No, Your Phone's Battery Isn't Spying On You
A video showing an NFC-clad sticker on a battery in a smartphone has gone viral today. This video suggests that this smartphone was using an NFC sticker to "record every photo of yours on your battery." What we're going to need to do right now is get very serious and very clear about this situation. Your battery – and the NFC antenna that may or may not be attached to it – is not stealing your photos and sending them to our estranged government overlords. It's just not.
We're not going to give the original source of this conspiracy the time of day – or the link, for that matter – for two reasons. First, the source doesn't need any more attention than they've already got, as they provide no proof for their theory one way or another – all he does is tear a sticker off his Galaxy S4's battery and suggest that the gear inside is part of Samsung's plan to steal your photos.
That's insane.
Instead, under the sticker surrounding – and protecting – the contents of the Samsung Galaxy S4's battery is an NFC antenna.
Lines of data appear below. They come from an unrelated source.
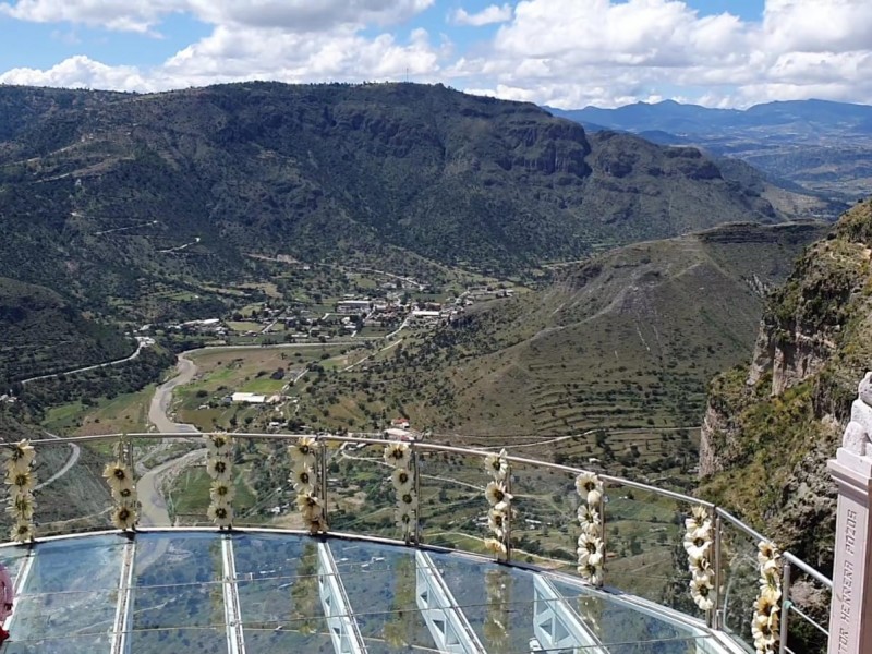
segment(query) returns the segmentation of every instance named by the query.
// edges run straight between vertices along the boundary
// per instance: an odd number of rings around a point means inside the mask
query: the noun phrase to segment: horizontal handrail
[[[754,540],[756,540],[756,541],[767,541],[767,542],[768,542],[768,541],[771,541],[771,538],[767,538],[766,536],[764,536],[763,534],[761,534],[761,533],[760,533],[759,531],[756,531],[755,529],[753,529],[753,528],[751,528],[751,526],[748,526],[748,525],[747,525],[744,522],[742,522],[741,520],[739,520],[738,518],[736,518],[736,516],[734,516],[732,513],[730,513],[730,512],[728,512],[728,511],[725,511],[725,510],[724,510],[724,509],[722,509],[720,507],[717,507],[717,508],[715,509],[715,511],[717,512],[717,514],[718,514],[718,516],[720,516],[720,517],[722,517],[722,518],[724,518],[724,519],[725,519],[727,522],[729,522],[730,524],[732,524],[732,526],[735,526],[735,528],[737,528],[737,529],[740,529],[740,530],[742,530],[742,531],[743,531],[746,534],[748,534],[748,535],[749,535],[749,536],[751,536],[752,538],[754,538]]]
[[[791,610],[791,611],[794,611],[795,614],[797,614],[798,616],[800,616],[801,618],[804,618],[804,619],[806,619],[806,621],[807,621],[809,625],[811,625],[812,627],[814,627],[815,629],[818,629],[818,630],[819,630],[821,633],[823,633],[824,635],[826,635],[826,637],[829,637],[829,630],[828,630],[828,629],[825,629],[823,626],[821,626],[821,625],[820,625],[820,623],[819,623],[819,622],[818,622],[818,621],[816,621],[814,618],[812,618],[811,616],[809,616],[809,615],[807,615],[807,614],[802,613],[801,610],[799,610],[799,609],[796,607],[796,605],[795,605],[795,604],[792,604],[792,603],[791,603],[791,604],[788,604],[788,606],[787,606],[787,610]]]
[[[102,440],[113,440],[118,439],[122,436],[132,439],[189,439],[189,438],[202,438],[203,435],[206,434],[201,432],[172,432],[172,433],[156,433],[156,432],[145,432],[145,433],[130,433],[130,434],[98,434],[93,436],[71,436],[64,438],[46,438],[46,439],[35,439],[31,440],[32,445],[35,446],[59,446],[69,443],[99,443]],[[368,433],[367,433],[368,434]],[[240,439],[259,439],[259,440],[298,440],[304,436],[310,436],[317,438],[319,440],[332,441],[332,443],[349,443],[354,445],[384,445],[386,439],[383,437],[370,437],[367,436],[340,436],[334,434],[242,434],[242,433],[232,433],[233,438]],[[14,444],[11,443],[0,443],[0,448],[3,447],[11,447]],[[464,456],[473,456],[473,457],[487,457],[493,455],[494,452],[481,449],[473,449],[473,448],[463,448],[457,447],[451,445],[440,445],[435,443],[421,443],[421,441],[413,441],[412,443],[414,449],[417,451],[434,451],[434,452],[449,452],[449,453],[458,453]],[[584,472],[584,469],[580,468],[572,468],[570,465],[562,465],[560,463],[552,463],[549,461],[540,461],[536,459],[529,459],[525,457],[516,457],[512,455],[506,455],[506,459],[512,463],[520,463],[523,465],[534,465],[542,469],[554,470],[557,472],[565,472],[568,474],[577,475],[581,472]],[[608,484],[616,484],[621,486],[627,486],[629,488],[635,488],[639,491],[646,491],[650,493],[654,493],[656,495],[667,497],[677,501],[698,505],[706,507],[710,510],[713,510],[716,514],[720,516],[724,520],[728,521],[730,524],[736,526],[737,529],[743,531],[746,534],[755,538],[758,541],[768,541],[766,536],[754,530],[753,528],[749,526],[737,517],[732,516],[728,511],[724,510],[720,507],[717,507],[711,501],[706,501],[704,499],[700,499],[697,497],[691,497],[689,495],[683,495],[681,493],[676,493],[675,491],[667,491],[665,488],[658,488],[656,486],[651,486],[649,484],[644,484],[642,482],[634,482],[632,480],[627,480],[623,477],[618,477],[608,474],[600,474],[600,479]],[[783,553],[783,556],[790,561],[791,565],[796,566],[807,574],[811,576],[815,580],[820,581],[824,585],[826,585],[831,591],[833,589],[833,581],[826,578],[823,573],[819,572],[802,559],[797,558],[789,552]]]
This tiny wire is looped several times around in a square shape.
Recognize the image below this sentence?
It's a standard NFC-compatible logo. It's the image you see wherever you can use your device to tap and pay using software like Apple Pay or Android Pay. Using NFC.
While this fellow who started this madness wants to believe that he's rid his phone of spy hardware made for sending photos to the internet, he's only really destroyed a piece of his phone that's completely incapable of doing anything of the sort.
An NFC tag like this needs your device to be within 20cm of its target to activate, and even then it remains incapable of connecting to the internet on its own.
There's absolutely nothing to worry about here. No one is stealing photos with this hardware.
Please inform anyone who's come in contact with this utter madness to calm down, and that they do NOT need to destroy their battery to be free of photo-stealing thieves.
Is this as bad as that time people were convinced to microwave their iPhones to charge them up? It very well may be.